A distinguished professor emeritus at Morgan State University, he wrote many important books, essays, and articles on African American film. Most noted among his books was Slow Fade to Black: The Negro in American Film, 1900-1942; others were Black Film as Genre and Making Movies Black: The Hollywood Message Movie from World War II to the Civil Rights Era.

Among his many influential essays were “The Negro Reaction to ‘The Birth of a Nation’,” which won the 1962 George P. Hammond Prize, and “Movies, Race and World War II,” which was awarded the 1982 Charles Thompson Prize from the Organization of American Historians and the Archives of the United States.

Cripps was also very active in television and radio production – for example, as the writer of Black Shadows on the Silver Screen (1975), a television documentary about pre-1950 “race films” that catered to black audiences. Ossie Davis narrated the film, which Stephen York directed.

Cripps spoke about the black history of American film throughout the United States and further afield, at many film and cultural institutions and universities, and received many grants and fellowships from such organizations as the National Endowment for the Humanities, the American Council of Learned Societies, and the Rockefeller Foundation Study Center.

Since his death, many colleagues have recalled fondly working or conversing with him, over the years. Those include another eminent film historian, Paul C. Spehr, who recalls here his long association with Thomas Cripps:

“Thomas Cripps, PhD was a native Baltimorean and a long time professor at Morgan State University in Baltimore. He was also the father of the study of the history of films for and by African Americans. His several books, especially Slow Fade to Black (1977) and his early papers were standard setters. He was a model of the ability of academics to contribute to moving image archives.

“I met Tom in the early 1960s when he began regular visits to the Motion Picture Collection at the Library of Congress where I worked. Tom was a frequent and welcome visitor for the next few decades.
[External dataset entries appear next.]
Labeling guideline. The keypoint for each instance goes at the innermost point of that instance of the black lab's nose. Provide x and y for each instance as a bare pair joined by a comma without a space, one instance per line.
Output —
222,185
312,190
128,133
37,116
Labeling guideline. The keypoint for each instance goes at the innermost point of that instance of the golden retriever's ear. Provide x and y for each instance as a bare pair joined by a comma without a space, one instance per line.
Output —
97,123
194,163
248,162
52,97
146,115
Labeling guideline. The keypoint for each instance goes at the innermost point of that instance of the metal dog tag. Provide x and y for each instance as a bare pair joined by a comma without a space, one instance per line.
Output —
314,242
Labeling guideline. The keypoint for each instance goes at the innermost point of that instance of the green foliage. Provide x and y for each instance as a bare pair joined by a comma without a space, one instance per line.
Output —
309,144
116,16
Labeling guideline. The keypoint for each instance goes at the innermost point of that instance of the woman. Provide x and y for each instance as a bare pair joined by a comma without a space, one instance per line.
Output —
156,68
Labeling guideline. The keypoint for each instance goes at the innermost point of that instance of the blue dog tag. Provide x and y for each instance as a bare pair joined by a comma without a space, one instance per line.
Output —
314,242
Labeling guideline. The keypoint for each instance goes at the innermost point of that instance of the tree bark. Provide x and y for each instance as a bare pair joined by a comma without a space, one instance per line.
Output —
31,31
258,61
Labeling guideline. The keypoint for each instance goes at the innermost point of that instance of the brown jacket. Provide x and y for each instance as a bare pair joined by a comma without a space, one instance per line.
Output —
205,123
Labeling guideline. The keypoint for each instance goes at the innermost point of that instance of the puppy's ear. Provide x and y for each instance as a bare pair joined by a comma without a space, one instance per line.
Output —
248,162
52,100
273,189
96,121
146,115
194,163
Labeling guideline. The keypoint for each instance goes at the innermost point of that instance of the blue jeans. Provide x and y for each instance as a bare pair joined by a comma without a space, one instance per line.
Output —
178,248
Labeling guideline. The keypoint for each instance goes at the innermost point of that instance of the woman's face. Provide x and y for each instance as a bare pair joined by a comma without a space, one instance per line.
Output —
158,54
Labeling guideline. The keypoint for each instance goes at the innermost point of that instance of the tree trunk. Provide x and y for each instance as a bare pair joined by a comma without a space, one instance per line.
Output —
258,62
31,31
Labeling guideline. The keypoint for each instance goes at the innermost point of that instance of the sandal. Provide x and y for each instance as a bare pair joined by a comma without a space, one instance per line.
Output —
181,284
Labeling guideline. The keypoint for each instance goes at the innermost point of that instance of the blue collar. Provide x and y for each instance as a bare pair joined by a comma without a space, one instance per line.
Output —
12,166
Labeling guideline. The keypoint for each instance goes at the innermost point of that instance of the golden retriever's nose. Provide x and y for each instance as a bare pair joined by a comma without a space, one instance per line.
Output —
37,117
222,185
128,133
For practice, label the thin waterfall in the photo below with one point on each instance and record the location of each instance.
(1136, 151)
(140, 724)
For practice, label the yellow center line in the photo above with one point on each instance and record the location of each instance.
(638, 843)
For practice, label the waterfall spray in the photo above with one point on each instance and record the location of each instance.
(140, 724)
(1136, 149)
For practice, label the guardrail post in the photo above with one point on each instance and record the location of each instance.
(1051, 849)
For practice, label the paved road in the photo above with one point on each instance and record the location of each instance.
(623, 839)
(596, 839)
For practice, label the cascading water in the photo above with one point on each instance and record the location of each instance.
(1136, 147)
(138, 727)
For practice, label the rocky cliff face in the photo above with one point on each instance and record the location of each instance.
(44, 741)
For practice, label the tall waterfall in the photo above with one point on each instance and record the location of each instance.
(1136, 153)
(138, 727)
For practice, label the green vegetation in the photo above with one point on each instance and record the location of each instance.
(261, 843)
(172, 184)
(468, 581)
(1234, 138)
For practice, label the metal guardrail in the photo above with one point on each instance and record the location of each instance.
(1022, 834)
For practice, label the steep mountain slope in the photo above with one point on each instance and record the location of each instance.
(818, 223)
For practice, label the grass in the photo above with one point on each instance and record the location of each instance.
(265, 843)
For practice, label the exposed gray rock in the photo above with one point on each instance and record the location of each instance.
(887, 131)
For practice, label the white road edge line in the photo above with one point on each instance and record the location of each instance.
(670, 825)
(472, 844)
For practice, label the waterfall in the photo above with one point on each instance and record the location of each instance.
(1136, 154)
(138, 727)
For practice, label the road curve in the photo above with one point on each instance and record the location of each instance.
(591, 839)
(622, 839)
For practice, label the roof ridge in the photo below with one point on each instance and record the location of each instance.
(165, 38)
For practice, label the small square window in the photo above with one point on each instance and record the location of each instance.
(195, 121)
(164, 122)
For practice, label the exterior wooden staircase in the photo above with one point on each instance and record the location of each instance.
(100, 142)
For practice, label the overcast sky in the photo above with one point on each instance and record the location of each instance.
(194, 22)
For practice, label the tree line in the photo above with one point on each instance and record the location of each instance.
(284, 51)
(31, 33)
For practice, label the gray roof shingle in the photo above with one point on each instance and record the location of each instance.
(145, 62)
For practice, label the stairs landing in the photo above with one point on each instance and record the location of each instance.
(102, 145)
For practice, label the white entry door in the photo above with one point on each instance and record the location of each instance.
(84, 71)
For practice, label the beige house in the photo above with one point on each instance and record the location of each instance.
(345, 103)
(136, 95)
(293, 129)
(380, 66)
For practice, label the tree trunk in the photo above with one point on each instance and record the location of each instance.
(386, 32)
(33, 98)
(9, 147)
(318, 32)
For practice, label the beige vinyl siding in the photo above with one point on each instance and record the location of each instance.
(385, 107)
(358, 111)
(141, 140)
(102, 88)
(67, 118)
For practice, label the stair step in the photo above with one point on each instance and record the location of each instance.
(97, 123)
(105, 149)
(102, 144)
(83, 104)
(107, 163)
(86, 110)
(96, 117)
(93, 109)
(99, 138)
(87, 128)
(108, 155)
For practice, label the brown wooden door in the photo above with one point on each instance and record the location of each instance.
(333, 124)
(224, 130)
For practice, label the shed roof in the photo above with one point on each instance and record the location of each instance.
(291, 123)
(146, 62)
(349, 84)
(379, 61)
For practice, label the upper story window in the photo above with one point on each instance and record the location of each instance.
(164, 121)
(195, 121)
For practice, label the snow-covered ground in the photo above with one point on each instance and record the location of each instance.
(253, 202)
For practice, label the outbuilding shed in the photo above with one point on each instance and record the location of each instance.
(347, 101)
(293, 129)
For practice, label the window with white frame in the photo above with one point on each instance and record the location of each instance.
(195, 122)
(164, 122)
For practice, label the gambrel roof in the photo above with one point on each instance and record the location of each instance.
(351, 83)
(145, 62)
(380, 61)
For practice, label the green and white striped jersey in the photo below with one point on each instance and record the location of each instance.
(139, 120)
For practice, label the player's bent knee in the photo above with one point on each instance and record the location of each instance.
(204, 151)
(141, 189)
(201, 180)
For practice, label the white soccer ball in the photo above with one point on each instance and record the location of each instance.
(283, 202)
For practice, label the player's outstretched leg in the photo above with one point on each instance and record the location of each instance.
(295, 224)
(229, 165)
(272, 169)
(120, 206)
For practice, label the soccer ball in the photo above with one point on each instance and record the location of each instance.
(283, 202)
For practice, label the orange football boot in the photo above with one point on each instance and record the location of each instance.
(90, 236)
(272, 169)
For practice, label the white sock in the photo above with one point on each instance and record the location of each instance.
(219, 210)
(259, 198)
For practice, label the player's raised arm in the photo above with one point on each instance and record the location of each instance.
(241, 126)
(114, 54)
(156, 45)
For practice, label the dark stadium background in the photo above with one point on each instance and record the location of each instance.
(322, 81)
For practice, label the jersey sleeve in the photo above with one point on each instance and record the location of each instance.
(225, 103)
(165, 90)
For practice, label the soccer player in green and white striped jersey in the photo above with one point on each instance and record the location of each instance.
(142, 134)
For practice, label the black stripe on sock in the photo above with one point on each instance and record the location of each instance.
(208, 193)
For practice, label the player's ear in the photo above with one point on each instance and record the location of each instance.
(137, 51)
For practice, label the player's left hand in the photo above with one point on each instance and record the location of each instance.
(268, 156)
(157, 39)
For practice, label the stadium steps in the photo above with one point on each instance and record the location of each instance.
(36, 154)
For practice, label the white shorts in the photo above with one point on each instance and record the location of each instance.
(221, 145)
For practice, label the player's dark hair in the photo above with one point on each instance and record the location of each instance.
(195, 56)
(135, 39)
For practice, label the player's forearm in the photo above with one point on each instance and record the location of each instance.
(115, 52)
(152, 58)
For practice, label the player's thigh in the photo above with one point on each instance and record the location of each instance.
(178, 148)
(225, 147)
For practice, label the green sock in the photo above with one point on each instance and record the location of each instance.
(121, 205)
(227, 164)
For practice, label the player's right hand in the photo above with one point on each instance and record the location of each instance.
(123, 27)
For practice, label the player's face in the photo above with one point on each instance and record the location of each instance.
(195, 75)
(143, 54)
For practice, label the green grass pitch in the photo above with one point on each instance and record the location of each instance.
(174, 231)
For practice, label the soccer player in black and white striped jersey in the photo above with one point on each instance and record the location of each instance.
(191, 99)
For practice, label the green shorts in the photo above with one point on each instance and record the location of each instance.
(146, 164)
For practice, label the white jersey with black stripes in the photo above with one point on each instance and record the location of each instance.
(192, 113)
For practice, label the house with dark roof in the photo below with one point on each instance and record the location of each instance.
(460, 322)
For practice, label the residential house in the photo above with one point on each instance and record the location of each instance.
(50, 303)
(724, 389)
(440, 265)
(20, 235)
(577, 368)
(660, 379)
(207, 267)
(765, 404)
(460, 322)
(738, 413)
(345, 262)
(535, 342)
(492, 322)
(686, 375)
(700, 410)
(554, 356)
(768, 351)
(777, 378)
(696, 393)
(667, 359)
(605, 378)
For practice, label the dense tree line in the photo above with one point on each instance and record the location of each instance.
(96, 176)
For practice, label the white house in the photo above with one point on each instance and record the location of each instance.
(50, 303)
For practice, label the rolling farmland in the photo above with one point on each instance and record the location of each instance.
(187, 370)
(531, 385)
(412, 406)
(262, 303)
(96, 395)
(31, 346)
He mined our collections very thoroughly, but he was also friendly and companionable so we got to know each other well.

“Those of us responsible for the assembly and care of historical collections are always delighted when researchers find treasures among the mass of records we assemble. A good researcher doesn’t concentrate on the obvious material that is near the surface. They dig deep, looking for the obscure, but important things, sometimes tidbits, sometimes treasures. Tom was that sort of a scholar. When he came to the Library I think we had one film that had been made for African-American audiences. Our predecessors combined prejudice with contempt for what they regarded as commonplace. Tom changed our minds, showed — proved — that this was a serious mistake.

“When the archive program of the American Film Institute was launched in 1966-1967 building a collection of films for and by African-Americans was a priority. Tom was not only the inspiration for this; he was our valued advisor and guide. AFI’s Archivist, Larry Karr took this as a personal project, with notable success. Much had been lost, but the resources for serious understanding are now in archives and much more accessible. We were his other students and he taught us well and it is a significant part of his heritage.

“Tom prepared the way for the many scholars who have followed him. His articles and books raised the study of African-American cinema from the margins to the center of academic study. He is gone, but his was a life well spent. I am pleased to have known and worked with him.”

Paul C. Spehr is a retired Assistant Chief of the Motion Picture, Broadcasting, and Recorded Sound Division at the US Library of Congress. Among his publications is his compilation American Film Personnel and Company Credits, 1908-1920 (McFarland & Company, 1996) and his biography of a seminal film pioneer, The Man Who Made Movies: W. K. L. Dickson (John Libby Publishing, 2008).